Error in `predict_profile` when a Dataframe with MultiIndex is Used
CahidArda opened this issue · comments
I am calling predict_profile
method with a dataframe which has multiple columns as index. This results in an error.
How to Replicate
This occurs when pandas version is after 1.3.0. It doesn't occur in 1.2.5 and before.
import numpy as np
data = np.array([[242,902,3,435],
[125,684,3,143],
[162,284,3,124],
[712,844,3,145],
[122,864,3,114],
[155,100,3,25]])
target = np.array([723,554,932,543,654,345])
import pandas as pd
data = pd.DataFrame(data, columns=[f"col{i}" for i in range(4)])
data = data.set_index(["col1", "col2"])
from sklearn.tree import DecisionTreeClassifier
clf = DecisionTreeClassifier()
clf.fit(data, target)
import dalex as dx
exp = dx.Explainer(clf, data, target)
pred_profile = exp.predict_profile(data, y=target)
from dalex.model_explanations import AggregatedProfiles
aggregated_profile = AggregatedProfiles()
aggregated_profile.fit(pred_profile)
aggregated_profile.plot(show=True)
Error Message
Calculating ceteris paribus: 0%| | 0/2 [00:00<?, ?it/s]

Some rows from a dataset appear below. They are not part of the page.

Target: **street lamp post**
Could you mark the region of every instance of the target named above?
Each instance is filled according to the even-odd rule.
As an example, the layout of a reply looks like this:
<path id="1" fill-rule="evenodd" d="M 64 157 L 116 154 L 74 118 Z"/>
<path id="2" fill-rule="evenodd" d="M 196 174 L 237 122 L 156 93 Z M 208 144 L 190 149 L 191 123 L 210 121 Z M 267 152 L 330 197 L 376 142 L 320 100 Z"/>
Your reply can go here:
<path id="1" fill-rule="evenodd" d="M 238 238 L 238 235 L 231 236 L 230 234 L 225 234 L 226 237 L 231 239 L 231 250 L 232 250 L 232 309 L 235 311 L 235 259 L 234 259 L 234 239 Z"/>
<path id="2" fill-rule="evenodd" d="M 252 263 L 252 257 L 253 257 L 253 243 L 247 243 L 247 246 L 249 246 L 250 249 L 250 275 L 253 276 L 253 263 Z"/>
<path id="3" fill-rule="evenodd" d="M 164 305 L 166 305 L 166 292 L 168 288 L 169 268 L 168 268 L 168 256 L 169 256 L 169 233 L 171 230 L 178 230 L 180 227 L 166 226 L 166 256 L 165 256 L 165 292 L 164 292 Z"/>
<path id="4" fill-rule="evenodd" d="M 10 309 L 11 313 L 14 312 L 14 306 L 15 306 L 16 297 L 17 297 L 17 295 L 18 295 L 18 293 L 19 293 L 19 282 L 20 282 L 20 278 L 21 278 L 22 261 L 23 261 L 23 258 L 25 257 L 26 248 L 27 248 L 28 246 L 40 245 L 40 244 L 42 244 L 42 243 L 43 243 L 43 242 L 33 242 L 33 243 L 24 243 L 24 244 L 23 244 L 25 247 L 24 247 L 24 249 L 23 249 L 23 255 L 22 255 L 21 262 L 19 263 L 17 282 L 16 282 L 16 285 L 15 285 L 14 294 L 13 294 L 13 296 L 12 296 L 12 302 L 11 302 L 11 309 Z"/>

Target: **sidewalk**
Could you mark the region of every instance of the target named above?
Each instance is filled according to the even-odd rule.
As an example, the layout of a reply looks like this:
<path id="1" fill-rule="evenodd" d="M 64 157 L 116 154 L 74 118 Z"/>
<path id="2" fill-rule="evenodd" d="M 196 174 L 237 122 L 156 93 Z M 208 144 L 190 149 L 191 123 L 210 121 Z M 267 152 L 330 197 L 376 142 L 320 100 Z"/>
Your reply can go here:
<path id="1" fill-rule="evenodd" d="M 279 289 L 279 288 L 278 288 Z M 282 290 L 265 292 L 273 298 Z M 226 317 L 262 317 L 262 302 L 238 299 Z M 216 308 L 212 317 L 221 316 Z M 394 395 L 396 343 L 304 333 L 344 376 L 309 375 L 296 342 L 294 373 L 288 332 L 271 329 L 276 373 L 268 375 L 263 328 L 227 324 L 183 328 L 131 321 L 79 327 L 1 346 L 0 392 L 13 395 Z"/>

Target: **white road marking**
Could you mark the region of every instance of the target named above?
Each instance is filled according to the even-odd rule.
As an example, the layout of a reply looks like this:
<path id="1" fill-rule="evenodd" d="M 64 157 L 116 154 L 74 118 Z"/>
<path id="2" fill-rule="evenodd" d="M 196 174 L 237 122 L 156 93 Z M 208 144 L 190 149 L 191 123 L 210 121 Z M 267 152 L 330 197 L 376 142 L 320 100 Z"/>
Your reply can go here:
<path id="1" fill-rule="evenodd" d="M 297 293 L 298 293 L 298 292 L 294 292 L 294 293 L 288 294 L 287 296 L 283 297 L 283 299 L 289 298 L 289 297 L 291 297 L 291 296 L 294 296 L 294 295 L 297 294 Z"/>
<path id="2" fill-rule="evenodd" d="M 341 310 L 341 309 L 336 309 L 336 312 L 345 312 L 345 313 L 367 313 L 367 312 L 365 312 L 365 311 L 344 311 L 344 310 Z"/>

Traceback (most recent call last):
File "file.py", line 20, in <module>
exp.predict_profile(data, y=target)
File "C:\Users\user\Documents\GitHub\DALEX\python\dalex\dalex\_explainer\object.py", line 404, in predict_profile
_predict_profile.fit(self, new_observation, y, verbose)

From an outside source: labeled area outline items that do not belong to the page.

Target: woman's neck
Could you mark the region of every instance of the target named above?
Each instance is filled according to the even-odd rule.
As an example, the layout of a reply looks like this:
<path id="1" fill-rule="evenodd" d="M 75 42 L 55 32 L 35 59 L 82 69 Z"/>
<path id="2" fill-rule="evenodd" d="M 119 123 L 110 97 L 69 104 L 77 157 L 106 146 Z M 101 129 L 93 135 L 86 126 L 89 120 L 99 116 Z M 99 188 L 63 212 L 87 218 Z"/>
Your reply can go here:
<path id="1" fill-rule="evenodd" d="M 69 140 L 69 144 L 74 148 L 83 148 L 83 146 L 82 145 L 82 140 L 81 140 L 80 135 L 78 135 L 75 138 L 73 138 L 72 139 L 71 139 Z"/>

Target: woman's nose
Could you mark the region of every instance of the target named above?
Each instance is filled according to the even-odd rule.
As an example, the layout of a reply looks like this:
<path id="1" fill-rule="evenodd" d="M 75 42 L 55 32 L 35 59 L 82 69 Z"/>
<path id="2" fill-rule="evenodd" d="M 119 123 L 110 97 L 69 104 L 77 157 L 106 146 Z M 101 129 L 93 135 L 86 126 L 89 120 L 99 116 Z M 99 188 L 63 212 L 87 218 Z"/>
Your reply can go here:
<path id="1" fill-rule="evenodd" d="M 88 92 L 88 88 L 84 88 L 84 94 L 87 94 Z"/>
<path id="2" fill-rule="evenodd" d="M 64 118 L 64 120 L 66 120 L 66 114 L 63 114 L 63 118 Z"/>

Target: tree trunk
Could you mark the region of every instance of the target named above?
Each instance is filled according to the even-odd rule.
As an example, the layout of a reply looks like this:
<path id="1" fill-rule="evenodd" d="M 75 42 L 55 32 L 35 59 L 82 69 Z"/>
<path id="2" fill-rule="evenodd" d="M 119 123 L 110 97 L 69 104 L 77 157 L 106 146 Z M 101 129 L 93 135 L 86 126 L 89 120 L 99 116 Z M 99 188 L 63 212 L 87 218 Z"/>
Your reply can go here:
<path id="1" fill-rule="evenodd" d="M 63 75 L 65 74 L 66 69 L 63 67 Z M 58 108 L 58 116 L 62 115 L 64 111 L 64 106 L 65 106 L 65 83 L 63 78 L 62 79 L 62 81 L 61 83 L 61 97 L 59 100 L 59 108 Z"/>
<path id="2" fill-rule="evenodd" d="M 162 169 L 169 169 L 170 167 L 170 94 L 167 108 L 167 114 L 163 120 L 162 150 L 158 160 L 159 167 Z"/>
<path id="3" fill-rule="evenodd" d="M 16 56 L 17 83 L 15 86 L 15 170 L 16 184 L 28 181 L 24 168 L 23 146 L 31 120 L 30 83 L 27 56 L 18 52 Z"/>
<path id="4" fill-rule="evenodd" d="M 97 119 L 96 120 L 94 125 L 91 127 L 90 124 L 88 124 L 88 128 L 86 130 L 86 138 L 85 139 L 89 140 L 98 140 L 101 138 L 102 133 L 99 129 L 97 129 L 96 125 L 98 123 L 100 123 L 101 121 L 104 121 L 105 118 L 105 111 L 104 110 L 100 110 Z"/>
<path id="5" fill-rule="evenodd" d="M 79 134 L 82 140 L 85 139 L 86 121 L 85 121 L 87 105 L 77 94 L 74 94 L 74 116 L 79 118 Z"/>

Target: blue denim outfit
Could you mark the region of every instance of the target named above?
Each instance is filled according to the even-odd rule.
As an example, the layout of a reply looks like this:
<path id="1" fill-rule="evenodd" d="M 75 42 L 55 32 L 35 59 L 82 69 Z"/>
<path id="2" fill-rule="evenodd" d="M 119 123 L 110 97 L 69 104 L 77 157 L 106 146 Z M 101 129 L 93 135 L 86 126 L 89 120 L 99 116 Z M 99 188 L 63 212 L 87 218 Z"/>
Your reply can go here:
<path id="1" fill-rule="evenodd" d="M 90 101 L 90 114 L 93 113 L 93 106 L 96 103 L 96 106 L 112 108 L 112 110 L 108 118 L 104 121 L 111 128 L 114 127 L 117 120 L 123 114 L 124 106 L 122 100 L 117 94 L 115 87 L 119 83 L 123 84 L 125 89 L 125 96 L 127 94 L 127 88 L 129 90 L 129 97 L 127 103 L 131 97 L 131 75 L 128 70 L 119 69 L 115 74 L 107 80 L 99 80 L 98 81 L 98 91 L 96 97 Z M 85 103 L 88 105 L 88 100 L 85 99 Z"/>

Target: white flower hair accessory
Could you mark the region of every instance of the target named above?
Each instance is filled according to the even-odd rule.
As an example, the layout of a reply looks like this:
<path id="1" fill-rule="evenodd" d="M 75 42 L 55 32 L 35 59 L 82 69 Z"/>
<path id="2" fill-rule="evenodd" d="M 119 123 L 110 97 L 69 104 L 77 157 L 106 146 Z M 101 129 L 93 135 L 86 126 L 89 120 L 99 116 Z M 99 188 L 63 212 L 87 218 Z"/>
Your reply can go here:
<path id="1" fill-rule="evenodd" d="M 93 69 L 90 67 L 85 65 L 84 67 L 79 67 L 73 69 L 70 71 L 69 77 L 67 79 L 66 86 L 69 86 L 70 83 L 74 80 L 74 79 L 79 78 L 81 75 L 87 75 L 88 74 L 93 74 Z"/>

File "C:\Users\user\Documents\GitHub\DALEX\python\dalex\dalex\predict_explanations\_ceteris_paribus\object.py", line 126, in fit
self.result, self.new_observation = utils.calculate_ceteris_paribus(
File "C:\Users\user\Documents\GitHub\DALEX\python\dalex\dalex\predict_explanations\_ceteris_paribus\utils.py", line 23, in calculate_ceteris_paribus
profiles = calculate_variable_profile(explainer.predict_function,
File "C:\Users\user\Documents\GitHub\DALEX\python\dalex\dalex\predict_explanations\_ceteris_paribus\utils.py", line 66, in calculate_variable_profile
profile.append(single_variable_profile(predict_function, model, data, variable, split_points))
File "C:\Users\user\Documents\GitHub\DALEX\python\dalex\dalex\predict_explanations\_ceteris_paribus\utils.py", line 112, in single_variable_profile
new_data.loc[:, '_ids_'] = ids
File "C:\Users\user\anaconda3\envs\dalex\lib\site-packages\pandas\core\indexing.py", line 723, in __setitem__
iloc._setitem_with_indexer(indexer, value, self.name)
File "C:\Users\user\anaconda3\envs\dalex\lib\site-packages\pandas\core\indexing.py", line 1667, in _setitem_with_indexer
self.obj[key] = value
File "C:\Users\user\anaconda3\envs\dalex\lib\site-packages\pandas\core\frame.py", line 3607, in __setitem__
self._set_item(key, value)
File "C:\Users\user\anaconda3\envs\dalex\lib\site-packages\pandas\core\frame.py", line 3779, in _set_item
value = self._sanitize_column(value)
File "C:\Users\user\anaconda3\envs\dalex\lib\site-packages\pandas\core\frame.py", line 4505, in _sanitize_column
return sanitize_array(value, self.index, copy=True, allow_2d=True)
File "C:\Users\user\anaconda3\envs\dalex\lib\site-packages\pandas\core\construction.py", line 500, in sanitize_array
data = extract_array(data, extract_numpy=True)
File "C:\Users\user\anaconda3\envs\dalex\lib\site-packages\pandas\core\construction.py", line 423, in extract_array
obj = obj.array
File "C:\Users\user\anaconda3\envs\dalex\lib\site-packages\pandas\core\indexes\multi.py", line 725, in array
raise ValueError(
ValueError: MultiIndex has no single backing array. Use 'MultiIndex.to_numpy()' to get a NumPy array of tuples.
Solution
I have found the same error in the issues of another project and they suggest downgrading pandas to 1.2.4. Downgrading pandas to 1.2.4 solved the issue for me too.
I noticed another thing while looking at the single_variable_profile
function in predict_explanations._ceteris_paribus.utils
file. Changing the following line from:
ids = np.repeat(data.index, split_points.shape[0])
to:
ids = np.repeat(data.index.values, split_points.shape[0])
solves the issue in pandas versions 1.2.5 and 1.3.0.
Hi @CahidArda, would you like to make a pull request with the solution?
Hello @hbaniecki, I have created a PR for the change.